At times some of the best efforts behind the best causes are unassuming and subtle. Walk into Wesley Owens Coffee & Cafe and it’s unlikely you’d notice one of the greatest things that local coffee is achieving on the global scale.

The cafe itself is a superb location for those long study sessions or bookclubs or sourcing hard-to-find UK treats. Current owners Fabian and Lindsey Leite hail from South Africa by way of London, and British influences throughout the cafe are hard to miss. However, what the baristas will gladly tell you is that they are the sole location serving Global Grounds Coffee.

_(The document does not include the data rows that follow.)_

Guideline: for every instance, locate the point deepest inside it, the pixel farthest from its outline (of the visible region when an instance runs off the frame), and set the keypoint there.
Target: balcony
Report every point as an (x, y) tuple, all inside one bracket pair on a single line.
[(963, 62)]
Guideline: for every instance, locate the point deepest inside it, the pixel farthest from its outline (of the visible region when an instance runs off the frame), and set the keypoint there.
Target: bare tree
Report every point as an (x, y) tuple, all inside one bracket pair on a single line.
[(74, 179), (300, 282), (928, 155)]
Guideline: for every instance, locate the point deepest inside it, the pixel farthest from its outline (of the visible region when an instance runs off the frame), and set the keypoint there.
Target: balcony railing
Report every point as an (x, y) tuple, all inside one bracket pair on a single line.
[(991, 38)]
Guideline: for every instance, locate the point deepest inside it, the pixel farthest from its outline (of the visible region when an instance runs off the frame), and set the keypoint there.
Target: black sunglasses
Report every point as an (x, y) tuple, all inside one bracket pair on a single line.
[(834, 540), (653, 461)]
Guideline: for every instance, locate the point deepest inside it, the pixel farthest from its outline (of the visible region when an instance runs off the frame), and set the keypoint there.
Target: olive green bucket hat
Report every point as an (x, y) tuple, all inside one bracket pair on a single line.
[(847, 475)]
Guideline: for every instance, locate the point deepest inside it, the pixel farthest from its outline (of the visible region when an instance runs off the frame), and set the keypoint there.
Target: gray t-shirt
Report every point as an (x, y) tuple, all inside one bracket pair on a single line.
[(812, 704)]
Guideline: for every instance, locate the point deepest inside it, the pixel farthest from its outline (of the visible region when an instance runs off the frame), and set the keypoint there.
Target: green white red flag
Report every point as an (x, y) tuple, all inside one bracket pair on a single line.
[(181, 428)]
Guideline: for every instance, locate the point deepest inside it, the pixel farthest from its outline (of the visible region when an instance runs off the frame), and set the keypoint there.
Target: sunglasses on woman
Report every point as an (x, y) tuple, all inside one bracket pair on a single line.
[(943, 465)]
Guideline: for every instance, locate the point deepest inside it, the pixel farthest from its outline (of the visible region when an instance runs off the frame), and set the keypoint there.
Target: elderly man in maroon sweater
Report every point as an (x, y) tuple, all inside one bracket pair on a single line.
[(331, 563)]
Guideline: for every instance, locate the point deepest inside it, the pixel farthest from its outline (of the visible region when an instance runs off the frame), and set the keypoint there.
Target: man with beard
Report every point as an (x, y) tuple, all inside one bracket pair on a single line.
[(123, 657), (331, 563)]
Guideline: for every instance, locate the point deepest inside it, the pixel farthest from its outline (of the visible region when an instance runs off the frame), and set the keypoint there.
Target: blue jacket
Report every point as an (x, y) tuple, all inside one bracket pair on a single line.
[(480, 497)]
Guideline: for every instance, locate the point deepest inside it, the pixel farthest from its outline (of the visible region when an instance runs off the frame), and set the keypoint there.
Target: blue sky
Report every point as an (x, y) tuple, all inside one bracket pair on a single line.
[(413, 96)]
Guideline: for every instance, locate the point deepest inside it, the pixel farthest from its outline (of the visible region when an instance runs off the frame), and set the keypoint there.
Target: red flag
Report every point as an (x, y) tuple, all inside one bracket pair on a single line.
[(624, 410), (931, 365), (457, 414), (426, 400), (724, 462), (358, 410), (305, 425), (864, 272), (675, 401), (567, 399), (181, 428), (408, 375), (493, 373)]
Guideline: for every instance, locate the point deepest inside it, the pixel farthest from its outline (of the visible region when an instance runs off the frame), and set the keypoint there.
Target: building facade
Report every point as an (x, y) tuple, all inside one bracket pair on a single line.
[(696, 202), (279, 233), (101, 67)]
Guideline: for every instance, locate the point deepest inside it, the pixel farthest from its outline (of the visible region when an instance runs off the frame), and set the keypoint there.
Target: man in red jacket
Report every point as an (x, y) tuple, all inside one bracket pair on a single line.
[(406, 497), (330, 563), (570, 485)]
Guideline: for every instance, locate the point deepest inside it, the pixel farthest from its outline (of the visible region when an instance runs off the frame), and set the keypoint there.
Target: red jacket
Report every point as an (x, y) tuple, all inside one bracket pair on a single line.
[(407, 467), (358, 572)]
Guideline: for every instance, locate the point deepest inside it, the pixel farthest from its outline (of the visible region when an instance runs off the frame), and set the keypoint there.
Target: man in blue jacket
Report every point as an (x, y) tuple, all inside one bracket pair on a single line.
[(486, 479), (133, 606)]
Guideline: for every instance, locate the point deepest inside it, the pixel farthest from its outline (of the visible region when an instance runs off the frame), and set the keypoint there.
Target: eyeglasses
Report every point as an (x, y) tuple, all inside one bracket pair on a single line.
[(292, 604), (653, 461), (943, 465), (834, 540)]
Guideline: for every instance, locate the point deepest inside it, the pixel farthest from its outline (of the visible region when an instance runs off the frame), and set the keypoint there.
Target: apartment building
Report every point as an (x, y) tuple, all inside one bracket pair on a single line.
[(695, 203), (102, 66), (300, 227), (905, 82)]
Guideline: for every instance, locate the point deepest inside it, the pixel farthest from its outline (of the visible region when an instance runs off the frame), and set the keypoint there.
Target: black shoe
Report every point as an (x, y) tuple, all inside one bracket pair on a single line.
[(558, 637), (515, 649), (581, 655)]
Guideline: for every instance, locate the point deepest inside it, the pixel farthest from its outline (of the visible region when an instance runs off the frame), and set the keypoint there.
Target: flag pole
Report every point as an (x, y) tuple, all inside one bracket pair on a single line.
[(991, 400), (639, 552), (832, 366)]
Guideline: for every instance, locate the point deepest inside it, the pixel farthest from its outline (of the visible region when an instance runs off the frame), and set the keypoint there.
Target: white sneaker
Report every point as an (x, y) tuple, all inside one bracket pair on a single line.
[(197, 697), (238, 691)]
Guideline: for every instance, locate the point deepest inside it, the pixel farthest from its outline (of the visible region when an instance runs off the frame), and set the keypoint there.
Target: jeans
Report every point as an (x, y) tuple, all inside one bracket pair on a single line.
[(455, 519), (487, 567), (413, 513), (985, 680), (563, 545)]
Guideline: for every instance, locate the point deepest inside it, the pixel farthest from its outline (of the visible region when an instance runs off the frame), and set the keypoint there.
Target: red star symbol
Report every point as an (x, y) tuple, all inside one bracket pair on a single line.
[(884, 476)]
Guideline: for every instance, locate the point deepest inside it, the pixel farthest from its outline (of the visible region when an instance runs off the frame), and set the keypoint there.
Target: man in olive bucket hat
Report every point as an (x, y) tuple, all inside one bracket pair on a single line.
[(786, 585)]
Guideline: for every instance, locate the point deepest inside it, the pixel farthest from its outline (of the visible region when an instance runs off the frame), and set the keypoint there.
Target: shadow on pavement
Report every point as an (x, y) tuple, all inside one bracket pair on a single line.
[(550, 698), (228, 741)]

And each bag of coffee subtly states: “A portion of sales donated to fight human trafficking.”

Global Grounds has chosen to look beyond the local coffee scene, even beyond the coffee industry as a whole, and turn their attention to a larger metanarrative at the global scale. For half a decade, Global Grounds has been donating a portion of their proceeds to the fight against human trafficking. By partnering with Exodus Road, further resources are being funneled into the work of “gathering evidence, utilizing technology, supporting locals, and facilitating rescue missions.” Since their inception in 2012, Exodus Road has worked in four countries, rescued more than 1,300 survivors and seen 647 perpetrators arrested.

Such success is to be admired. Many visionaries, such as Matt and Laura Parker of Exodus Road, Rob Morris of Love 146 and Gary Haugen of International Justice Mission, have sacrificed and risked much in the pursuit of justice and equity for the oppressed and marginalized.

Contrary to common thought, such world changing work is not necessarily beyond the scope or ability of us “everyday” “common” folk. Sipping our coffee and enjoying a seasonal muffin may not seem life changing (although that pumpkin muffin at Wesley Owens Cafe is excellent), but when the right people are involved along the supply chain, the many small decisions of many contributing individuals can and will aggregate into a global impacting difference.

So, while you may not be able to relocate to Southeast Asia to fight the exploitation of boys and girls in the gruesome sex trade, you can play your part in patronal support of small businesses with large visions like those of Wesley Owens, Global Grounds and Exodus Road.